To access preventive restructuring, entrepreneurs must demonstrate a good-faith belief in their ability to revive their business upon implementing the agreed restructuring measures. On the other hand, preventive restructuring is not available to entrepreneurs who are already insolvent, which underlines the preventive nature of this process.
While the legislation offers new options for dealing with financial distress, challenges persist, in particular in the tax treatment of certain preventive restructuring measures. Unlike formal insolvency proceedings, debt relief in preventive restructuring could result in taxable income for debtors. The logic behind this tax treatment was to ensure that the institution of preventive restructuring is not abused. However, it also creates a significant tax obstacle that may undermine the future use of preventive restructuring tools in practice.
In addition, the anticipated public restructuring registry remains non-functional, requiring practitioners to search individual court records for case information.
Market data suggests the aforementioned legislative changes address real needs in the Czech economy and have already affected the number of insolvency proceedings. The recent statistics published by InsolCentrum, a company analyzing insolvency data in the Czech Republic, show significant growth across all types of insolvency proceedings.

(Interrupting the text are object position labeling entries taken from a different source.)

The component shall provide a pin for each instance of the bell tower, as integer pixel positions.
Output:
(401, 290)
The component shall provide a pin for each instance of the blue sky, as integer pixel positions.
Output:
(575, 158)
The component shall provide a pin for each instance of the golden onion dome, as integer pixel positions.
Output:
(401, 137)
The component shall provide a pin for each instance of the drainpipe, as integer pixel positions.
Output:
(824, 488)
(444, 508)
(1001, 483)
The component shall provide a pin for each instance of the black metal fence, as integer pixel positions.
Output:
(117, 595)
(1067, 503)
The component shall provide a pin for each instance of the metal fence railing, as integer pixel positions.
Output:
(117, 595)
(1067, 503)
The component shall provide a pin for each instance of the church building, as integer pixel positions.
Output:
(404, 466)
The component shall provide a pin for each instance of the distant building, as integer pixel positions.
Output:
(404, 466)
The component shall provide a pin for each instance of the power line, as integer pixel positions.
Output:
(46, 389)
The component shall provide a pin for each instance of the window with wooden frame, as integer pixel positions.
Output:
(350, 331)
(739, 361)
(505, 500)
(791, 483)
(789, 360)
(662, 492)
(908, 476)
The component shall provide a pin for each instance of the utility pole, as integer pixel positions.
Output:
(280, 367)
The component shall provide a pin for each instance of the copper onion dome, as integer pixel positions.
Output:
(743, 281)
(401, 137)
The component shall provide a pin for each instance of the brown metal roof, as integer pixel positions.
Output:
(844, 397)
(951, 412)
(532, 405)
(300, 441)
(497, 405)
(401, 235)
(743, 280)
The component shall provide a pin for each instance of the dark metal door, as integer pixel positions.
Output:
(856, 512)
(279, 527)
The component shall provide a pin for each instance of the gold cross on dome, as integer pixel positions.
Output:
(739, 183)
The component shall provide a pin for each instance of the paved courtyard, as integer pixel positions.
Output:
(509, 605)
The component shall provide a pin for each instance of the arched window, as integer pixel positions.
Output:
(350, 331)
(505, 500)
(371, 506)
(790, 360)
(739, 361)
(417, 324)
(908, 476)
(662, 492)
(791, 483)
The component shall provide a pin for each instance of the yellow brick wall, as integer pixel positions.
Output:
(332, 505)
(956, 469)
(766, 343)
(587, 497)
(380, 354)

During the first quarter of 2025, insolvency filings in general jumped up by 11.85% year on year, while the number of individuals receiving debt relief increased by 11.6% to 12,049. However, experts had expected a massive influx into the new three-year debt relief proceedings, and the actual increase has been more moderate than anticipated. Corporate bankruptcies also rose to 368 cases, representing an 11.85% increase compared with the first quarter of 2024.
Sector analysis further reveals that retail, manufacturing, and construction faced the greatest pressure, while the education, healthcare, and personal services sectors remained relatively stable.
These patterns reflect not only the above-described legislative changes, but also broader economic challenges such as corporate lending growth and increased default rates on existing loans.
Looking forward, the success of the recent reforms will depend not only on the quality of the relevant legislation, but also on the cultural acceptance of the new rules. The shortened personal debt relief periods create a more socially conscious approach to cases where individuals come into financial distress. While supporters argue that faster economic reintegration of debtors benefits society overall, critics worry that easier debt relief might encourage a “moral hazard.”
The preventive restructuring framework similarly attempts to balance the needs of debtors with creditor protection through a flexible and less formal process with limited court oversight. However, the efficient use of preventive restructuring anticipates proactive management and early intervention, and Czech businesses are traditionally very passive when facing financial difficulties. The reluctance to adopt early restructuring measures then often leads to situations where insolvency becomes inevitable. A significant shift in general business culture will therefore be required to fully benefit from the new legal framework.